What went wrong—how did Crispin’s success so quickly transform into failure? My feeling is that the agency initially excelled mainly by whipping up attention through shock value and pop-cultural attunement. This skill won it plaudits from mid-level creatives across the advertising industry (who yearn to be as daring as Crispin but are reined in by the cooler, wiser heads who employ them), and was initially thrilling to Crispin’s clients (marketing executives who delight in the sudden onslaught of Twitter traffic mentioning their brands). But after it built this early momentum, Crispin was at a loss. It didn’t have the tools to do anything other than raise yet more buzz—which requires ever more outrageous stunts, and generally results in diminishing returns. There’s a Crispin employee handbook out there that defines advertising as “anything that makes our clients famous.” But effective branding is much more nuanced than that. Burger King is now famous for having a mute weirdo as its spokesperson. Given its sales performance, I think BK would prefer a bit less of that kind of fame.

To be fair, few ad agencies achieve the sort of singular aesthetic sensibility that Crispin has. In the agency’s heyday, I could spot a CP&B ad three commercial breaks away. This stemmed in part from the unique outlook of Crispin’s longtime leader, Alex Bogusky—for many years the closest thing advertising had to a rock star (though he has now left the agency and is pursuing personal projects). Bogusky was an ad exec who simply didn’t like advertising.

That’s not something I’m inferring from the tone of Crispin’s work. That’s something Bogusky has actually said: “My relationship with advertising was that I was not that fond of it,” he told Canada’s Globe and Mail earlier this year. “So mostly the way I approached it was to kind of mess with the form. So I was never a fan. I don’t watch commercials. I don’t, you know, say, ‘Hey, check this one out.’ I really don’t care about that stuff.” Bogusky was an auteur, and Crispin was molded in his image. But auteurs are not wanted in the marketing world. It’s not about putting your personal stamp on the work. It’s about the product you’re selling. You need to melt yourself into the background.

“They’re much more important than the client, in their minds,” says Peter De Lorenzo, editor in chief of the car commentary site AutoExtremist.com. “They make ads to amuse themselves. Now that Deutsch is VW’s agency, they’re making ads that broaden the brand’s appeal.
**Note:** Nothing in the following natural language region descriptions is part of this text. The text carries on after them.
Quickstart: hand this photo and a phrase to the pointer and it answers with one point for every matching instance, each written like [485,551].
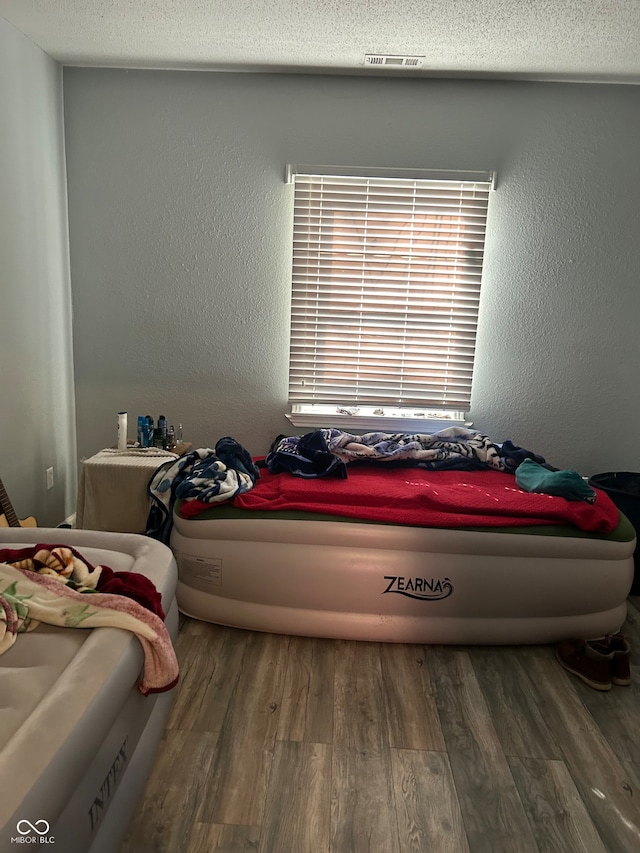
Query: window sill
[373,423]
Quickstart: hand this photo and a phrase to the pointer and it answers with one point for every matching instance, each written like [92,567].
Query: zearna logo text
[424,589]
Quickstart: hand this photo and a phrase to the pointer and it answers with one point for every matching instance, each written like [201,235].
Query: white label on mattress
[207,569]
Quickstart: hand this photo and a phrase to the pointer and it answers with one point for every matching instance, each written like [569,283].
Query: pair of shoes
[621,664]
[599,663]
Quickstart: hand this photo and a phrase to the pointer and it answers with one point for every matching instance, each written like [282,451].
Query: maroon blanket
[419,497]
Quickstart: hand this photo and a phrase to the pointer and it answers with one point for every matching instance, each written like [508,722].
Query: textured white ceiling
[534,39]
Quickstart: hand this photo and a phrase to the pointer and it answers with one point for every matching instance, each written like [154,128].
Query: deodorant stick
[122,430]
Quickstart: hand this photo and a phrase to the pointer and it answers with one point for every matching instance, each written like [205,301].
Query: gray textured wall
[180,245]
[37,415]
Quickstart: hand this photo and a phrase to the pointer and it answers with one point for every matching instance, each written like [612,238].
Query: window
[386,286]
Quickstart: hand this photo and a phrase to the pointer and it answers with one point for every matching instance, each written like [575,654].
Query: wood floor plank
[363,812]
[220,838]
[210,658]
[298,805]
[412,715]
[429,816]
[493,814]
[558,816]
[604,783]
[237,786]
[173,794]
[511,696]
[307,702]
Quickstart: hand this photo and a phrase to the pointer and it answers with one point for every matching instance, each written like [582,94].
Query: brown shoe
[621,664]
[589,661]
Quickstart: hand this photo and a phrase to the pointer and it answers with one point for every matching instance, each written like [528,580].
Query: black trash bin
[623,487]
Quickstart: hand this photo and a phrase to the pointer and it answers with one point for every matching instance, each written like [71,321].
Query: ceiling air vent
[387,60]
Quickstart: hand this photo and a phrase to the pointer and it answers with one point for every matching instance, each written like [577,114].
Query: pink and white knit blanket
[29,597]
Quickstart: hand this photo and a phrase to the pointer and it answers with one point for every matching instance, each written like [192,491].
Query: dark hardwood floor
[281,744]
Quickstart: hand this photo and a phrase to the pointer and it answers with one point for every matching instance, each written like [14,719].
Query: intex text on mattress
[77,737]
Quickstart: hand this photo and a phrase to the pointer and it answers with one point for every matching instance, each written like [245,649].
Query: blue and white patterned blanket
[328,451]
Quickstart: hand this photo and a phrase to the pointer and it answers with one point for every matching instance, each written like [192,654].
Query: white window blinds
[386,287]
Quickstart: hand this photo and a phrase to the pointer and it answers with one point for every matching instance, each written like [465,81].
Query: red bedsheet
[419,497]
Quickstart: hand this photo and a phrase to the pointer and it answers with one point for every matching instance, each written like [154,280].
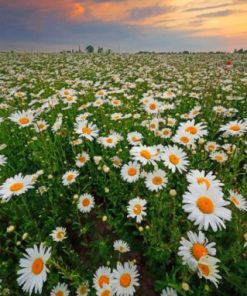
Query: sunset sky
[123,25]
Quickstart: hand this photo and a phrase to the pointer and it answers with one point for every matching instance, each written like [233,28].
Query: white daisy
[15,186]
[61,289]
[58,234]
[196,247]
[206,207]
[33,272]
[156,180]
[86,129]
[70,177]
[207,267]
[83,289]
[168,292]
[136,209]
[125,279]
[174,158]
[121,246]
[130,172]
[144,154]
[201,177]
[238,200]
[234,128]
[81,159]
[219,156]
[103,276]
[23,118]
[86,203]
[134,138]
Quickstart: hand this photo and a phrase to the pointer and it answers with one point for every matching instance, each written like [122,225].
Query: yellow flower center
[203,181]
[86,130]
[204,268]
[184,140]
[38,266]
[16,187]
[146,154]
[70,177]
[106,293]
[157,180]
[235,200]
[109,140]
[137,209]
[234,128]
[125,280]
[60,235]
[218,157]
[82,159]
[85,202]
[152,106]
[104,279]
[191,129]
[132,172]
[198,251]
[205,204]
[174,159]
[24,120]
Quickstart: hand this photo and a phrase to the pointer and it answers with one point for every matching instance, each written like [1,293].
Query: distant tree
[89,49]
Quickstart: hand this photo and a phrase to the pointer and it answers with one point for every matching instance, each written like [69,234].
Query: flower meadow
[123,174]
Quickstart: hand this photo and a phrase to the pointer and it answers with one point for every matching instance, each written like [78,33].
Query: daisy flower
[64,92]
[86,129]
[116,161]
[83,289]
[174,158]
[105,291]
[207,267]
[125,279]
[195,248]
[156,180]
[82,159]
[58,234]
[40,126]
[33,272]
[121,246]
[110,141]
[23,118]
[152,106]
[61,289]
[86,203]
[183,138]
[103,276]
[168,292]
[144,154]
[218,156]
[3,160]
[165,133]
[234,128]
[136,209]
[15,186]
[201,177]
[206,207]
[238,200]
[70,177]
[134,138]
[211,146]
[196,130]
[130,172]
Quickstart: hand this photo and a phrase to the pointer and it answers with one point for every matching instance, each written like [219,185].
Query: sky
[123,25]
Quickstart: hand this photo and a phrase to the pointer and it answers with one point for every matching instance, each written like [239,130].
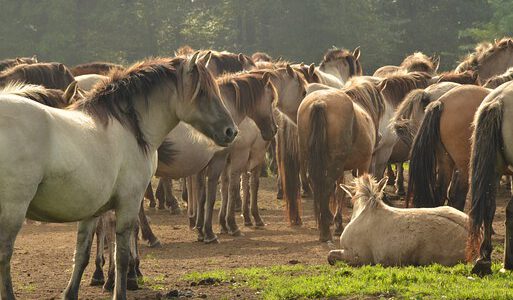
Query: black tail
[486,144]
[318,157]
[422,174]
[288,164]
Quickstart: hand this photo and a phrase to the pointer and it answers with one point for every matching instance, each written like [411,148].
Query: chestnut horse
[441,149]
[491,156]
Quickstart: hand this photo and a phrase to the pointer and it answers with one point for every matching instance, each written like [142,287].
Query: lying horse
[380,234]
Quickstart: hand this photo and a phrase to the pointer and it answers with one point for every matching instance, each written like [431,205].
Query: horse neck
[229,101]
[157,116]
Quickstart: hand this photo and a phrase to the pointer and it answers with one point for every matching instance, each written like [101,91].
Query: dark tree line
[77,31]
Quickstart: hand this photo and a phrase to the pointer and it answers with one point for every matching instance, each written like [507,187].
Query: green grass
[312,282]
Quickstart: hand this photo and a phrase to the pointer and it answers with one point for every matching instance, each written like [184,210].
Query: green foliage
[314,282]
[77,31]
Crispin never bothered with that.” In fact, one of new agency Deutsch LA’s first pieces of work when it took over the Volkswagen account turned out to be the most beloved ad from the last Superbowl: a kid in a full Darth Vader costume believing he has psychokinetically started the engine of his parents’ VW. Crispin never once made a VW or Burger King ad this sweet and endearing, tickling every demographic at once.
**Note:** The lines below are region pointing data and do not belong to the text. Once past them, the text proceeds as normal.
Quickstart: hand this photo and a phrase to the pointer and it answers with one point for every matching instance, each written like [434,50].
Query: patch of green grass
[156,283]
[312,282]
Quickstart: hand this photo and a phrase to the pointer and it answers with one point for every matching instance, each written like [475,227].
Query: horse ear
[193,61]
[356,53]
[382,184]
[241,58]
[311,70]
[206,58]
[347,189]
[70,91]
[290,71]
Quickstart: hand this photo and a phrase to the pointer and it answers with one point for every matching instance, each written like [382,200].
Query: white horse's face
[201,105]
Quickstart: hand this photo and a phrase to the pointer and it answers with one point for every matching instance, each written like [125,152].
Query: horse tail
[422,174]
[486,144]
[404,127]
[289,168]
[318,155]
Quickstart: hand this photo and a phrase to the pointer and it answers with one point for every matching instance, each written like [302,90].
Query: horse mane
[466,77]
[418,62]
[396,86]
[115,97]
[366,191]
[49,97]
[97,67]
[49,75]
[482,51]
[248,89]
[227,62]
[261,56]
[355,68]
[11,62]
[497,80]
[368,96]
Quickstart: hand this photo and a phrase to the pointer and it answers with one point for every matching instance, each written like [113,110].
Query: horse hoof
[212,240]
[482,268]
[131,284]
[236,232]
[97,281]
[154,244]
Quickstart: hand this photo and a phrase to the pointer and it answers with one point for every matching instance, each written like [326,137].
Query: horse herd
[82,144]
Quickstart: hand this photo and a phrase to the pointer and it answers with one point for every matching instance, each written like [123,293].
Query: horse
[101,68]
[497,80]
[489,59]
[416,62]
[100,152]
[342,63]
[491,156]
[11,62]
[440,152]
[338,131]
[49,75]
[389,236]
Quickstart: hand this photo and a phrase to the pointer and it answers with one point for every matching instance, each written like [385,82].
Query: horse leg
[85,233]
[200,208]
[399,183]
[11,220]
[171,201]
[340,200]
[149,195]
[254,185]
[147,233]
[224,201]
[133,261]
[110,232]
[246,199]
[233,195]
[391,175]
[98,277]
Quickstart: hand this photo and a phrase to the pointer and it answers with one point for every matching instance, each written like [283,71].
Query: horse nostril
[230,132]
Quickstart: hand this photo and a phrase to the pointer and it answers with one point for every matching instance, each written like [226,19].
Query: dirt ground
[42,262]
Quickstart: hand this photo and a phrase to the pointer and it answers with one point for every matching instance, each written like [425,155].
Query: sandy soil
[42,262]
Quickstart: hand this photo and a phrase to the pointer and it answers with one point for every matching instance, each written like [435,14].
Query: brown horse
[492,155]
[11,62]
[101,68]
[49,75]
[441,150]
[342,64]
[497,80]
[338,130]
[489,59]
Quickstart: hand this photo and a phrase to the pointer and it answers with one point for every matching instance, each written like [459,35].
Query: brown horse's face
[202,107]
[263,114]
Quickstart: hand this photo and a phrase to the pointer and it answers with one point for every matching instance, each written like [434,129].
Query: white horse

But a redemption of sorts has come for Crispin, in the form of delicious, cheesy noodles. The agency’s work for Kraft Mac and Cheese—portraying kids who get revenge on their macaroni-stealing dads—has been mildly subversive yet still heartwarming and delightful. It seems Crispin has learned its lesson and found a sweet spot that makes both creatives and clients happy. And it’s already been rewarded: Kraft has recently granted the agency additional work. I can say in all honesty that I look forward to enjoying it.